I read recently that even ETLs don't have to have a four-year degree, if they have experience that makes them qualified! If you are interested in a promotion to TL, don't let lack of degree get you down!


----------



## Planosss enraged (Dec 10, 2021)

HR is overrated, after they blow farts in to the chair, put a saddle on them and let em loose pickin.


----------



## boringClerk03 (Dec 10, 2021)

If you look at any job description for an ETL, they PREFER the 4-year degree, but the company is solemnly doing away with it because there's not a lot of higher education required to be in leadership in a retail store. They take degrees in anything from art to humanities, to mathematics and business. TL roles don't require a degree period, just some experience. You'll learn on the job, experience is always preferential, but in jobs like this, you just need to be a leader; you don't learn that with a degree specifically. 

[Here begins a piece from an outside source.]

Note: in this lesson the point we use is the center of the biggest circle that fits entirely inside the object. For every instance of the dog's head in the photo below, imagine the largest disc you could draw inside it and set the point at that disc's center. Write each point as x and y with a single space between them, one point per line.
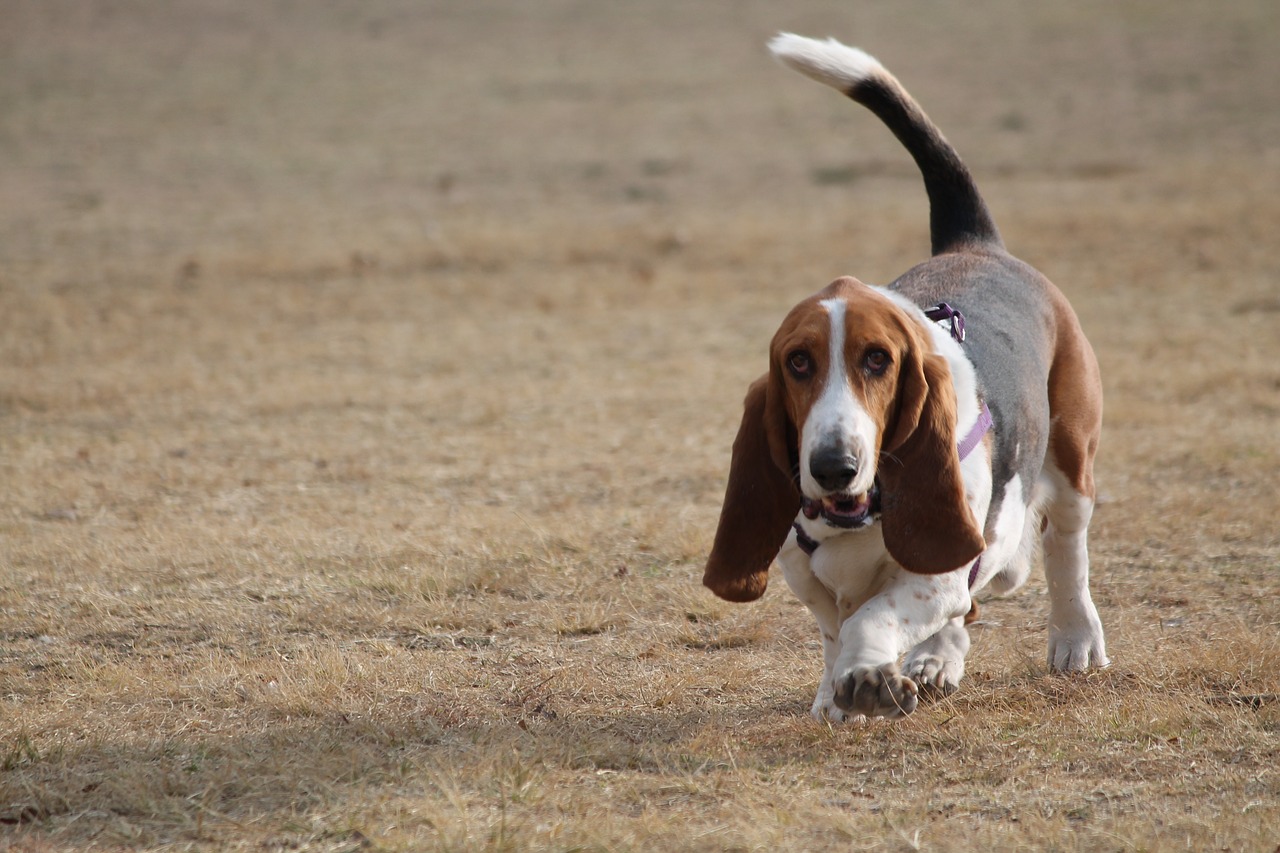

HR is one of those industries where experience matters way more than the degree, but the requisite degree integrated with a few reputable certifications from HRCI and SHRM makes you extremely marketable. 

Retail HR is a completely different ball game when it comes to the industry, and a lot of people don't even take it seriously. Your duties are only partially in HR and partially in retail management. You're also not getting the experience you'd get at a different company where you'd own the HR department and duties. 

If it were me, I'd try and get an HR role at corporate or district, or skip the lower, middle-retail management HR roles and get an HR assistant, specialist, or coordinator job and develop under real HR leaders. It will do wonders for an HR career.


----------